Mr. Azaroff specifically cited climate migration as a way that architects can help prepare communities for a “hotter, wetter world.” He also calls for architects to lead “new and innovative systems” that are merging and catalyzing national and global change related to “fragile, ineffective, and inequitable” systems of our cities and nations.
He received a Bachelor of Geography from the University of Nebraska and a B.Arch from Pratt Institute. For more on Mr. Azaroff’s goals as AIA At-large Director, check out two video speeches he made prior to his election. They are here and here.
Resolutions and Bylaws
Resolution Approved by the Delegates
Resolution 22-1: International Associate Emeritus Status, sponsored by AIA California and AIA Orange County: International Associate members are those individuals without architectural licenses from a U.S. licensing authority who meet a specific set of membership requirements. The intent of the resolution is to provide International Associate members the same privileges as AIA and Associate AIA members; that is, that provided they meet the requirements for Emeritus membership, International Associate members should be able to apply for this category of AIA membership. With the delegates’ approval of this resolution, an amendment to the Bylaws will presented at the 2023 Annual Meeting. The resolution passed with 4893 votes in favor and 36 votes against (with 12 abstentions).

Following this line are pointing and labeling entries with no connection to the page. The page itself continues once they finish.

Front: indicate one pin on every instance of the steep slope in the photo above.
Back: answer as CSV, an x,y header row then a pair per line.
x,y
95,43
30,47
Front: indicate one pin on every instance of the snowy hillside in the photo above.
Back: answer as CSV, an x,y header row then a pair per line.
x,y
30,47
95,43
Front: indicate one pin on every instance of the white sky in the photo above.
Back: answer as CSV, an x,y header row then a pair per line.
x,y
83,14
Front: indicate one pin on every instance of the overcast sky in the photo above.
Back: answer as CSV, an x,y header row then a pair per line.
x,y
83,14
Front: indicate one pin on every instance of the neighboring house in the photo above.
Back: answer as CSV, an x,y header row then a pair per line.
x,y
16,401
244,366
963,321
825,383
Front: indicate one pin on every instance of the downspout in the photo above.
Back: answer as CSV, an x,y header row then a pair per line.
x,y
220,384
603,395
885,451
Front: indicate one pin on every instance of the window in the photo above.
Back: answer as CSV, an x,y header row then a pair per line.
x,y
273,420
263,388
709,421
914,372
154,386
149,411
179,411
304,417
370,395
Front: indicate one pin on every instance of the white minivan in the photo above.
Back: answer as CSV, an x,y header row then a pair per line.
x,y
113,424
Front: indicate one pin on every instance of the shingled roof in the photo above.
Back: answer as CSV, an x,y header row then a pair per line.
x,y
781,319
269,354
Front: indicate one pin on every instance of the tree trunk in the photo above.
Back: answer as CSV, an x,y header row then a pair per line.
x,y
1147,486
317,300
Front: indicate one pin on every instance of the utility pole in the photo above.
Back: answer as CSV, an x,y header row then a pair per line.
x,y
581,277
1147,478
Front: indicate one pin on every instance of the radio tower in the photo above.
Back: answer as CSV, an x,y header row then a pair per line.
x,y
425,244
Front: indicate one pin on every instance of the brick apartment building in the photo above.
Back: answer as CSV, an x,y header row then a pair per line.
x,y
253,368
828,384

Bylaw Amendments Approved by the Delegates
Bylaws Amendment 22-A, Clarity Regarding College of Fellows: ensured clarity and consistency between the two legal entities, The College of Fellows, which is an AIA membership body, and the College of Fellows Fund., Inc. (“COF Fund”), which is a separate corporate entity and a 501(c)(3) tax exempt organization distinct from the AIA. By deleting language in Sections 1.21 and 1.22 of AIA’s Bylaws, an inadvertent inconsistency will be prevented between the AIA Bylaws and the COF Fund’s bylaws. This Bylaw passed with 5132 votes in favor and 3 votes against (with 10 abstentions).
Bylaws Amendment 22-B, Endorsements: states that AIA shall not “sponsor or endorse any enterprise whether public or private, operated for profit, and no officer, director, Strategic Council member, committee member, or employee of the Institute can approve, sponsor, or endorse any material of construction or any method or manner of handling, using, distributing, or dealing in any material or product." AIA has evolved substantially since this language was added the Bylaws in 1935. Since then, the absolute proscriptions in Section 1.3 no longer align with how nonprofit membership associations operate, given the common practice of establishing strategic partnerships, affinity arrangements, and the like. This Bylaw passed with 3134 votes in favor and 1381 votes against (with 226 abstentions).
Bylaws Amendment 22-C, Publications: provides flexibility in materials that are provided to members, ensuring access to documents, periodicals, and literature from the Institute and from the component(s) to which they belong. This Bylaw passed with 4829 votes in favor and 282 votes against.